Cotto indicated that Floyd Mayweather Jr, another potential opponent with whom he has been negotiating, would be willing to fight at 150 pounds. Now, Cotto says that Mayweather will fight all the way at the true junior middleweight limit of 154 pounds:
"I will not fight below 150 pounds. Mayweather Jr. said he has no problem going up to 154 to fight me. Pacquiao is the one who objected and wants me to once again come down to a weight between 145 and 147 pounds. If Pacquiao had no trouble going up to 150 to fight Margarito, why is there a set requirement for me to go down again? Does he fear me?"
Others in the comments of last night's post noted one thing that is true: Manny Pacquiao said after he fought Antonio Margarito that he'd never fight over 147 pounds again. Even though that fight was one-sided, Manny definitely felt Margarito's power in that fight, and didn't like it.
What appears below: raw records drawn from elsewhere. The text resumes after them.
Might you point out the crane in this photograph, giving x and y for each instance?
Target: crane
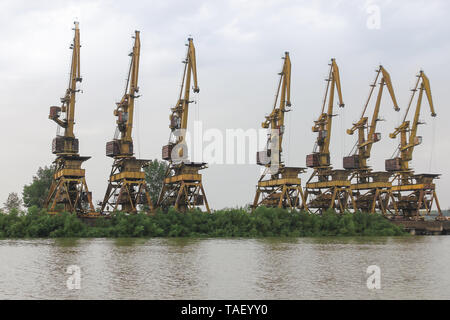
(321, 158)
(283, 188)
(413, 192)
(331, 190)
(372, 190)
(127, 188)
(69, 190)
(182, 186)
(365, 143)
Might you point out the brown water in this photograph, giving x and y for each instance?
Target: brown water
(305, 268)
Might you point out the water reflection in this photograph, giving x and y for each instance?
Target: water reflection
(272, 268)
Pacquiao's team also backed down on previously saying they'd fight Sergio Martinez with a 150-pound catchweight, too. They don't want to fight over 147.
Cotto (37-2, 30 KO) is, as we've said a few times, having his way in a unique position where he's not chasing the money, but the money is chasing him. More and more it seems very possible that any talks with Mayweather (42-0, 26 KO) could legitimately lead to a May 5 fight between Mayweather and Cotto, which it seems most prefer to a Pacquiao vs Cotto rematch, simply because it's something we haven't seen before.
If Cotto does not fight Pacquiao (54-3-2, 38 KO) on June 9, it seems that top junior welterweight Timothy Bradley (28-0, 12 KO) would be the "replacement" choice. That may be sooner than Top Rank would ideally like to make the Pacquiao vs Bradley fight, but they might not have much choice. They're running low on potential Pacquiao opponents, which is the No. 2 reason the Cotto rematch is being pursued in the first place (the No. 1 reason, as always, is money).